Marcus Ranum sent me this link to the news item that a regional director of the National Labor Relations Board ruled that college football players are like employees and should be treated as such and have union rights. As Marketplace reports:
[Peter Sung Ohr, the regional director of the National Labor Relations Board in Chicago] gave the rationale that the players are employees because they receive compensation in the form of scholarships. He said the players are subject to the employer’s control in their performance, which directly benefits the university.
This is consistent with the history of the NCAA, which didn’t start paying players until the 1940s, according to sports economists.
“At the beginning of the NCAA, in 1905, they stipulated no scholarships at all because scholarships were a form of compensation,” said Andrew Zimbalist at Smith College.
Zimbalist said that the ruling only applies to private colleges, so it doesn’t apply for the majority of schools in the highest levels of college football, since most of those institutions are state universities.
Zimbalist said that if the players at Northwestern do unionize, then the NCAA will disqualify them on the grounds that college athletics are amateur. However, he said the possibility of unionization comes with other benefits.
“Say they want a cost of living adjustment or they want to have catastrophic injury insurance for those players who are injured and can’t go on to play in the pros,” said Zimbalist. “Then they could stay within the NCAA rules and presumably they could then trigger other universities that are private to unionize and asks for the same thing.”
This ruling has huge consequences for the exploitative business that is now college football and is bound to be appealed to the highest levels since football is a cash cow for a few colleges and the NCAA.
I have argued that colleges and high schools should not field football teams because students risk permanent harm to their bodies and brains by playing, with colleges serving as essentially free farm teams for the NFL.
Maybe treating college football like a business would help its demise.
colnago80 says
Maybe treating college football like a business would help its demise.
Not going to happen. There is too much money from TV for the major Division 1 teams to drop football.
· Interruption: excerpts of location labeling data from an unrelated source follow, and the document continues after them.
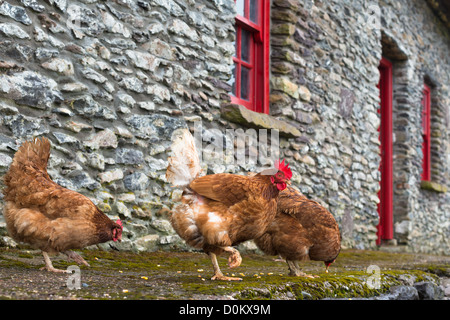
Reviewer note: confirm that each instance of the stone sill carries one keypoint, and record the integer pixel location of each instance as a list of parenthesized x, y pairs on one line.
[(241, 115), (433, 186)]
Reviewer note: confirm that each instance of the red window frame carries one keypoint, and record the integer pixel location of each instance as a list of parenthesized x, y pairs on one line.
[(426, 133), (385, 207), (258, 64)]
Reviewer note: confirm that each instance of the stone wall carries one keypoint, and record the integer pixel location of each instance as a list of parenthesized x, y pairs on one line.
[(109, 81)]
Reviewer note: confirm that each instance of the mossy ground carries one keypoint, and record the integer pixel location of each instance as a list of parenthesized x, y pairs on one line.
[(186, 275)]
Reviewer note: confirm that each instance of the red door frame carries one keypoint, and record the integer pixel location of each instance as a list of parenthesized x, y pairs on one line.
[(385, 207), (426, 133)]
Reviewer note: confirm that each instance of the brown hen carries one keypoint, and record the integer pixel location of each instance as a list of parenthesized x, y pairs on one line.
[(47, 216), (219, 211), (302, 230)]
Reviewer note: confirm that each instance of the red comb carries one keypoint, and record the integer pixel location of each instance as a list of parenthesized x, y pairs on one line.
[(284, 167)]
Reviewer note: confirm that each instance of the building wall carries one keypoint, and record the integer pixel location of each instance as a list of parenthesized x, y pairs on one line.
[(108, 83)]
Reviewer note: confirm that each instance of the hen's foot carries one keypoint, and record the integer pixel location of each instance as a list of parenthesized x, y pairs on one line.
[(234, 260), (76, 257), (52, 269), (225, 278), (48, 265)]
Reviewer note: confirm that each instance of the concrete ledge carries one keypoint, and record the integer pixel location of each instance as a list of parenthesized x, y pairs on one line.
[(239, 114), (433, 186)]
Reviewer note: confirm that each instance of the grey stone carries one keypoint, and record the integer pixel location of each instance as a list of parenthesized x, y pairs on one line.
[(404, 292), (25, 127), (428, 291), (63, 138), (154, 126), (109, 176), (33, 4), (82, 180), (62, 66), (29, 88), (103, 139), (136, 181), (13, 31)]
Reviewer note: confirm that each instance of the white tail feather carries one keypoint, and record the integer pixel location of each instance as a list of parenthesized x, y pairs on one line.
[(184, 164)]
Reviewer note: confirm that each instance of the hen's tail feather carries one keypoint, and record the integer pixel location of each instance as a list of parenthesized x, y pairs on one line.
[(34, 153), (184, 164), (31, 156)]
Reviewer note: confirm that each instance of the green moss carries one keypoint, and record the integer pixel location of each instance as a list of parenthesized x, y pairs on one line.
[(182, 275)]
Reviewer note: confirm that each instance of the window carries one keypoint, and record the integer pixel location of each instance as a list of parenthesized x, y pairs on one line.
[(250, 81), (426, 133)]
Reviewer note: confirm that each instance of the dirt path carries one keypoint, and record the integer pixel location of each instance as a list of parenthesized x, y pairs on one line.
[(186, 275)]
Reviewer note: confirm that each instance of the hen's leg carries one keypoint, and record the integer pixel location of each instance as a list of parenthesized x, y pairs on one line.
[(49, 266), (235, 259), (218, 275), (76, 257), (294, 270)]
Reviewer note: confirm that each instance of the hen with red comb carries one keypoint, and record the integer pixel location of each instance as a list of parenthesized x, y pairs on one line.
[(219, 211)]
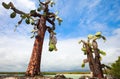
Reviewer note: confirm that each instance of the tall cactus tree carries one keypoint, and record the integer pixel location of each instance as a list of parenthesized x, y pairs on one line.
[(40, 27), (90, 48)]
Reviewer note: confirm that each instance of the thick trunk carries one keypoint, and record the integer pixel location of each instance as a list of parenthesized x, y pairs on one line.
[(35, 60), (91, 60), (99, 72), (98, 68)]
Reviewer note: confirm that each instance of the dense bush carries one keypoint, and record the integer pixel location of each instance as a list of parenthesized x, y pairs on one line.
[(115, 68)]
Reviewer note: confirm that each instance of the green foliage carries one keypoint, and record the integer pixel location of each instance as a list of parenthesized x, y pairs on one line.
[(98, 34), (59, 20), (5, 5), (115, 68), (51, 47), (88, 46), (90, 36), (52, 3), (102, 52), (27, 21), (13, 15)]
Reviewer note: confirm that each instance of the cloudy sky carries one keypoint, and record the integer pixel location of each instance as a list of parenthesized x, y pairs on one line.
[(80, 18)]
According to the article, this decision only applies to private universities. Off the top of my head, this would apply to Stanford, USC, Notre Dame, Clemson, Rice, Southern Methodist, Miami, and Duke in addition to Northwestern. There may be other schools but I can’t think of any at this point in time.
doublereed says
This news story boggles my mind. How can Northwestern call themselves an educational institution at this point? They can’t even call their players “students” anymore. They’re employees.
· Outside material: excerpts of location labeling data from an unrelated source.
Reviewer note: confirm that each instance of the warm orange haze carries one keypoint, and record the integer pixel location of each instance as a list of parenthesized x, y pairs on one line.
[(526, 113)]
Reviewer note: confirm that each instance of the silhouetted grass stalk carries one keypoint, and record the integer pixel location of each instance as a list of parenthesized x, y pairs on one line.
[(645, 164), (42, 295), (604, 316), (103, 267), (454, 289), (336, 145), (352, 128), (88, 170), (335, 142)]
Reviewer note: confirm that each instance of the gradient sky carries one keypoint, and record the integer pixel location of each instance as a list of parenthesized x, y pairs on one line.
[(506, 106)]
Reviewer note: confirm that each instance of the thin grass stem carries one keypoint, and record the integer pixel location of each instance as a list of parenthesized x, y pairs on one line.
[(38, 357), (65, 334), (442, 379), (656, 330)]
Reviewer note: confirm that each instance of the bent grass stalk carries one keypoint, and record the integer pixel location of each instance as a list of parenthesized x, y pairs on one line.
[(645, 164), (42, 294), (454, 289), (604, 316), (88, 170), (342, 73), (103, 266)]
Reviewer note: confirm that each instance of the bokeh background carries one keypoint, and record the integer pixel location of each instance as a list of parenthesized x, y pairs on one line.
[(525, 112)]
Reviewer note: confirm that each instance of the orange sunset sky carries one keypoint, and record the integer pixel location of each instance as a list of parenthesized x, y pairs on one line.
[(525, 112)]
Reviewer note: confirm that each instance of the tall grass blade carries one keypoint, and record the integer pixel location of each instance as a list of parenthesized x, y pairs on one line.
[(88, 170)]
Employees don’t go to their job to learn. They go for their job. They’re professional athletes. Northwestern would be a football team that happened to associated with a school.
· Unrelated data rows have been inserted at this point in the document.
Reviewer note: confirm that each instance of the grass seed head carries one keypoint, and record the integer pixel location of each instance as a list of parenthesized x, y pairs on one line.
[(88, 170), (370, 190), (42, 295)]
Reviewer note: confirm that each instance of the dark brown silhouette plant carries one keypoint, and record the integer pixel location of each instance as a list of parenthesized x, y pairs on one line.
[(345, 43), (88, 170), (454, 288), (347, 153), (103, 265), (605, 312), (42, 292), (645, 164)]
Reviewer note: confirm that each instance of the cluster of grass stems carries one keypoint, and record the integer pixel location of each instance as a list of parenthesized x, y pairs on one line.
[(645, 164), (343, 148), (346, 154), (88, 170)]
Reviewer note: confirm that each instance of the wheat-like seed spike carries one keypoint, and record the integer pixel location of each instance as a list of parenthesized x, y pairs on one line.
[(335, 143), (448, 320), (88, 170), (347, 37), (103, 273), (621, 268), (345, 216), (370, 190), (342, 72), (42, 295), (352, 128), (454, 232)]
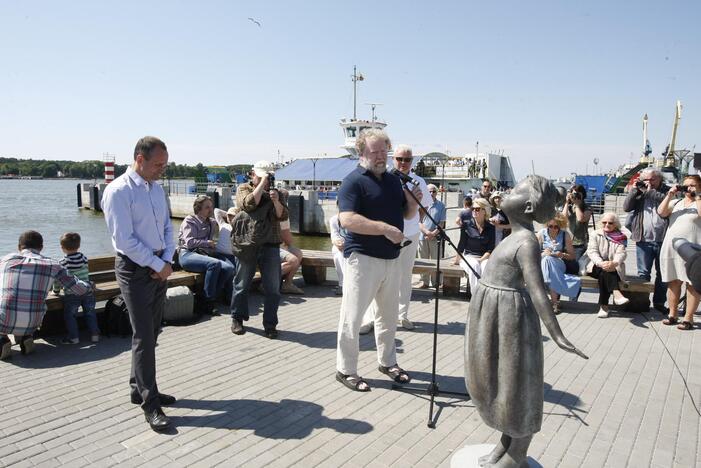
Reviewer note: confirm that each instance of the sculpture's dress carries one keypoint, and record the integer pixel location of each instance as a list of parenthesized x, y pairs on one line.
[(503, 345)]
The only thing I hope for is maybe this shines a light on how ridiculous it is that schools put so much money into sports at the expense of doing their fucking job.
doublereed says
One of my friends asked whether or not this had implications toward adjuncts and graduate students. I just laughed at his naivete.
smrnda says
On adjuncts and graduate students; a university I attended had its graduate student employees successfully unionize, and they became one of the stronger unions on campus. It can be done.
doublereed says
Well damn, color me flabbergasted.
Still, I’d say that sports gets such special privilege in education that I see no reason why such a ruling would have to be applied consistently throughout a university.